Search capabilities in data models
Use the data modeling search endpoint to search for text and property values in the knowledge graph. This article explains tokenization, matching rules, and endpoint differences to help you build efficient search capabilities. For example, you can use the search endpoint to implement full-text queries and multiple field search, and to rank results by relevance.
The search endpoint supports:
- Full-text search across text fields.
- Prefix-based word matching.
- Boosting exact phrases.
- Filtering on properties.
- Converting search results to a different unit.
See the Query features article for information about filtering.
Queries are eventually consistent. Because of indexing delays, it may take a few seconds for new or updated data to become searchable.
Example search query
The search query below filters the results to Equipment
with temperatures
between 15 and 25 degrees Celsius, and a name
or description
that contains the word "temperature", or a word that starts with "sensor".
{
"view": {
"type": "view",
"space": "testSpace",
"externalId": "Equipment",
"version": "v1"
},
"query": "temperature sensor",
"instanceType": "node",
"properties": ["name", "description"],
"targetUnits": [],
"filter": {
"range": {
"property": "temperature",
"lt": 25,
"gt": 15
}
},
"includeTyping": false,
"sort": [
{
"property": ["externalId"],
"direction": "ascending"
}
],
"limit": 100
}
To perform the same query with the GraphQL endpoint:
searchEquipment(
query: "temperature sensor",
fields: ["name", "description"],
filter: {
range: {
temperature: {
lt: 25,
gt: 15
}
}
},
sort: { externalId: ASC }
) {
items {
externalId
name
description
// Include additional fields here
}
}
Text analysis and tokenization
The data you ingest is automatically indexed asynchronously. This indexing process includes a text analysis step that breaks down the text into smaller components called tokens. The tokenization allows for efficient searching and matching of terms.
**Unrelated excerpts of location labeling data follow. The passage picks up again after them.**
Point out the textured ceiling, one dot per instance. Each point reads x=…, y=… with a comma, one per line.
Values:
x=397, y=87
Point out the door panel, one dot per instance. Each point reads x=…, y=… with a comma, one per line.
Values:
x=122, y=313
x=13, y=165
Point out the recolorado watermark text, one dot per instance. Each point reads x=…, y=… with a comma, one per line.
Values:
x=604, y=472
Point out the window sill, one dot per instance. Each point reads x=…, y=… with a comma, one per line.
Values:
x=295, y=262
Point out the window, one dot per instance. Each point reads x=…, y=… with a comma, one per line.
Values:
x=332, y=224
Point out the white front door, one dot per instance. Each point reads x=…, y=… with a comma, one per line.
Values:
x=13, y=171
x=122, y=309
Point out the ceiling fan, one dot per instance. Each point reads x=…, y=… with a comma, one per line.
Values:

The tokenization process includes:
- Splitting text into tokens: the text is broken into words based on whitespace and punctuation.
- Lower-casing tokens: all text is converted to lowercase to make searches case-insensitive.
Tokenization example
Input | Generated tokens |
---|---|
Pump_123-ABC | pump_123 , abc |
Temperature Sensor | temperature , sensor |
Temperature_Sensor | temperature_sensor (single token) |
John's pump | john's , pump |
example.com | example.com (period preserved) |
system32.exe | system32 , exe (period splits) |
123.45 | 123.45 (period preserved) |
During tokenization, the following rules apply:
- Underscores
_
and apostrophes'
don't split tokens. They're preserved as part of the token. - Most punctuation including hyphens
-
, commas,
, colons:
, and spaces split tokens. - Periods (
.
) are a special case:- Don't split token between letters (
example.com
remains one token) - Don't split token between numbers (
123.45
remains one token) - Will split tokens in most other cases.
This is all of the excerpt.